Nem só de aulas ou didática que sobrevivemos, professores! Sobrevivemos à nossa rotina, que às vezes é muito tensa, também com aproximação, com troca, com escuta. E tentamos, muitas vezes nos "aproximar" dos alunos pelo nosso conhecimento, por nossas habilidades, com muita ânsia de "ensinar". E na verdade podemos nos aproximar com uma conversa simples, um conto de história, uma demonstração de nossa realidade.
Sei que os alunos nos idealizam, nos colocam em uma posição distante, como se nossas vidas fossem muito distantes da deles.
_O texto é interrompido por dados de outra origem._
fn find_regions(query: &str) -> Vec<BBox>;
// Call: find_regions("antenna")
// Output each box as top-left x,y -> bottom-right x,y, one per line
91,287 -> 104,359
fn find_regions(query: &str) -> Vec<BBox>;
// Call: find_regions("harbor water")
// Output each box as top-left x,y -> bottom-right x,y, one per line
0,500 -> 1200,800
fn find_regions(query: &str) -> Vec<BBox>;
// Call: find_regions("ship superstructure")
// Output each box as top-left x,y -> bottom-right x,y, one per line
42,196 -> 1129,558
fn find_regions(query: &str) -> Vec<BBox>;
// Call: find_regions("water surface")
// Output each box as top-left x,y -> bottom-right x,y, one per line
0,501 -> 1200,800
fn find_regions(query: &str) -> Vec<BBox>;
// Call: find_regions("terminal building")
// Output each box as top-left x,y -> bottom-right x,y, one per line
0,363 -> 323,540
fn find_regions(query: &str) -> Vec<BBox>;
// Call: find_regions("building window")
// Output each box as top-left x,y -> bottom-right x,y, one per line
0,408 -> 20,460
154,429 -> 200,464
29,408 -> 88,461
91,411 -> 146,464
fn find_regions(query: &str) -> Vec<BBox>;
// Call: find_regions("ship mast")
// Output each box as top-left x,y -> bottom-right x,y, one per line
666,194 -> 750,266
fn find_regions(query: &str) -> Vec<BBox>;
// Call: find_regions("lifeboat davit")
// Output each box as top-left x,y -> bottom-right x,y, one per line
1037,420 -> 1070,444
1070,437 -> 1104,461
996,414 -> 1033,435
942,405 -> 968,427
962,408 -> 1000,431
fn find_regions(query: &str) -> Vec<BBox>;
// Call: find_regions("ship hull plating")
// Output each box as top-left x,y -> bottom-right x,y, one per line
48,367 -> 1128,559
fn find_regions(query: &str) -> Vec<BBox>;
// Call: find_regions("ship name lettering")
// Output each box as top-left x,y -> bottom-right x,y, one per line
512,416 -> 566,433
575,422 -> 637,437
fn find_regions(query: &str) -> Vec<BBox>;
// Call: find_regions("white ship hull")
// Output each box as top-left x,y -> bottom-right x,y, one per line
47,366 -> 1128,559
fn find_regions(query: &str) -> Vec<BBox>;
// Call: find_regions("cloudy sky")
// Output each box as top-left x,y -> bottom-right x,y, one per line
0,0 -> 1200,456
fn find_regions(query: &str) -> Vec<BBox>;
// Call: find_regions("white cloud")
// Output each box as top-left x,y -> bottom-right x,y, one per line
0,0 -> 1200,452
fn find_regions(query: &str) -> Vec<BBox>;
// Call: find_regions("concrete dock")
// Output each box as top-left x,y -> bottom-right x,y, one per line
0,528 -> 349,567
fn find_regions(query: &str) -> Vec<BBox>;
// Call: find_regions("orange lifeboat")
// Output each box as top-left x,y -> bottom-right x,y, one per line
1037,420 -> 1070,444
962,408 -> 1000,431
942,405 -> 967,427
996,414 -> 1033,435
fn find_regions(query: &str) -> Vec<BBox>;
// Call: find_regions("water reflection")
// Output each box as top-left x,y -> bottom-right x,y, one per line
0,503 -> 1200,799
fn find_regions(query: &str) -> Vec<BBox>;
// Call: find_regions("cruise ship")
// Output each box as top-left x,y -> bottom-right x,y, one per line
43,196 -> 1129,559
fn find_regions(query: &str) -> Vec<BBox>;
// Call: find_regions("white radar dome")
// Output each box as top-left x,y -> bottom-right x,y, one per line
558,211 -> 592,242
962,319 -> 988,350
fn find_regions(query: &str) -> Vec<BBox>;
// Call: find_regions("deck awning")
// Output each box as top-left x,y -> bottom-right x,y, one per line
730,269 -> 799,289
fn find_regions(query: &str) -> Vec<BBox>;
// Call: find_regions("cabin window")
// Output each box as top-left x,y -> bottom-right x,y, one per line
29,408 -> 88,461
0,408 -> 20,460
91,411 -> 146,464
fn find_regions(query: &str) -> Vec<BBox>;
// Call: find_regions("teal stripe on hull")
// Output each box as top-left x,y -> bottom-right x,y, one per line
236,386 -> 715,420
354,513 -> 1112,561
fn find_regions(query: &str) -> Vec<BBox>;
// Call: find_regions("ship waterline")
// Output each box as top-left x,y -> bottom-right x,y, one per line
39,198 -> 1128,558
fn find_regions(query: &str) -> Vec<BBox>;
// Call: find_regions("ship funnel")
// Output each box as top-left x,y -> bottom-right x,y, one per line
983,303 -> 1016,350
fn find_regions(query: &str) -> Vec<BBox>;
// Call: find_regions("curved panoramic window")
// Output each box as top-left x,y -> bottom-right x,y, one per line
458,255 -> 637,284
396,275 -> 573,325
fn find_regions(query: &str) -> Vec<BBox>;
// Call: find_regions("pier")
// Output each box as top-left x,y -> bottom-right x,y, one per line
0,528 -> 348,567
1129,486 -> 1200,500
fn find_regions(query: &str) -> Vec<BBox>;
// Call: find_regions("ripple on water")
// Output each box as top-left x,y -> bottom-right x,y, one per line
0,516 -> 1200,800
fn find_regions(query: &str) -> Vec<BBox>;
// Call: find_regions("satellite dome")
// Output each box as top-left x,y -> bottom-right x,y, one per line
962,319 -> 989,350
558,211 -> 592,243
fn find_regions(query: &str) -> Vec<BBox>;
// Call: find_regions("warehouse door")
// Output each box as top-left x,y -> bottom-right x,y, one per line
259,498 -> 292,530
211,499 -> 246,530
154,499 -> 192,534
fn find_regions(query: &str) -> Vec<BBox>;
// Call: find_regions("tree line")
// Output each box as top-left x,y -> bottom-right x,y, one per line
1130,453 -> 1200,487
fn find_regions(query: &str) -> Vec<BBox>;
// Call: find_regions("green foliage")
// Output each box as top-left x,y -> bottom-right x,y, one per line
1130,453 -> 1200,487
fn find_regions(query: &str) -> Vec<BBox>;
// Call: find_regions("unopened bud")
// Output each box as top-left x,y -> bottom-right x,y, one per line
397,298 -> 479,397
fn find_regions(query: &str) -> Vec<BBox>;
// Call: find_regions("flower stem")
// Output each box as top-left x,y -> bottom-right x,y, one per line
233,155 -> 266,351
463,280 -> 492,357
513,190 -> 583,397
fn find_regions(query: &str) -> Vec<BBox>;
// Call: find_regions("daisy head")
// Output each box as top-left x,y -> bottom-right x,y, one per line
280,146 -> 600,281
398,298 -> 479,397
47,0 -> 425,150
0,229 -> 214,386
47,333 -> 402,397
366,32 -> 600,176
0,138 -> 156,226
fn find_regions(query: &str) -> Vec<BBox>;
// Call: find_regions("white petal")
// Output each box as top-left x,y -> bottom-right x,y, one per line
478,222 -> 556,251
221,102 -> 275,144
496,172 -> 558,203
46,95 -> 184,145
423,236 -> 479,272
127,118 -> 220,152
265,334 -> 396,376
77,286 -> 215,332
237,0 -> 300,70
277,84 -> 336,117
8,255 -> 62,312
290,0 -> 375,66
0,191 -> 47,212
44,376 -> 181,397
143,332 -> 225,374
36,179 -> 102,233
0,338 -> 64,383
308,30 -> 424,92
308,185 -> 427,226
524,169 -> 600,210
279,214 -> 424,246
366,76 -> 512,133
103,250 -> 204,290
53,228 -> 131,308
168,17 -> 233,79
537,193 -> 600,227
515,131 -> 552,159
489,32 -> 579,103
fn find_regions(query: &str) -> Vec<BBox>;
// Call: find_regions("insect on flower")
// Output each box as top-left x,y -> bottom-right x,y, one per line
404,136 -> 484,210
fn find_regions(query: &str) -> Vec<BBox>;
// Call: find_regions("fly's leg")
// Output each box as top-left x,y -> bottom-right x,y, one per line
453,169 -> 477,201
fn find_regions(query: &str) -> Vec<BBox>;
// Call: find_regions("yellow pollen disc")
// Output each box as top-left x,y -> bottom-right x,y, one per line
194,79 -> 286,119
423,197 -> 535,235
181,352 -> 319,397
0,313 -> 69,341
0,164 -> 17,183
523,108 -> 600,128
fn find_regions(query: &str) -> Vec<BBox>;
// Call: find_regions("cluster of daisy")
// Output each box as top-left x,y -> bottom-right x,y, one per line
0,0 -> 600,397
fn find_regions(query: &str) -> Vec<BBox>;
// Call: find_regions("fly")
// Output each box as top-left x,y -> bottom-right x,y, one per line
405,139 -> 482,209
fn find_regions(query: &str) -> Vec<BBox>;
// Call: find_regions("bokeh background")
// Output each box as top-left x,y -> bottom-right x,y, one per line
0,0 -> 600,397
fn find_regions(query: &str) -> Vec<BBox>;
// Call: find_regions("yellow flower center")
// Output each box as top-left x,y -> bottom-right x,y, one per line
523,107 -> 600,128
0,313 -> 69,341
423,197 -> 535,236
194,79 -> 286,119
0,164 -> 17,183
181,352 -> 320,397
Sei que imaginam que não passamos por situações que passam, ou por conflitos, ou por situações engraçadas. A prova viva disso é quando encontramos um aluno fora da escola: a reação tradicional é de espanto, como se o aluno pensasse "Nossa, a professora gosta de passear no parque!". Enfim, hoje vi olhos e ouvidos atentos quando eu contava um "causo" ocorrido hoje. Percebi que a turma não estava muito receptiva para a aula e nossas tradicionais discussões sobre o conteúdo e iniciei o desabafo. 
Fui surpreendida por um senhor que me empurrou no supermercado quando a caixa ao lado da que esperávamos a fila anunciou que o próximo poderia passar. A próxima era a senhora que estava em minha frente. Ele, bruscamente se dirigiu me empurrando e retrucando quando eu me manifestei contra aquele ato. Ficamos todos abismados com a incoerência do senhor e meu ânimo se alterou. Por isso contei aos alunos, contando com a opinião deles sobre o fato e discussão das condutas corretas. 
Muitos disseram que tive uma postura "muito educada", que deveria ter "mandado o cidadão para aquele lugar", que deveria ter chamado o gerente, que deveria ter tirado as compras dele do caixa. Foi divertido ouvir as contribuições. 
Disso tudo tive uma aula subsequente como há muito tempo não tinha, com participação, com atenção, com empatia, com muitas trocas. Disso tudo, também, aprendi que a percepção dos alunos sobre os professores é idealizada, não imaginam seus professores nestas situações cotidianas, muito menos de conflito. Ficaram espantados.
E, finalmente, disso tudo aprendi que em situações em que haja erro de alguém, dificilmente as pessoas se manifestam a favor dos menos favorecidos, mesmo que o erro seja notório e a repreensão seja possível. E isso também foi pauta do aprendizado com os alunos, isso também foi discutido. Perceberam que estamos diante de muitas coisas erradas e "ninguém faz nada".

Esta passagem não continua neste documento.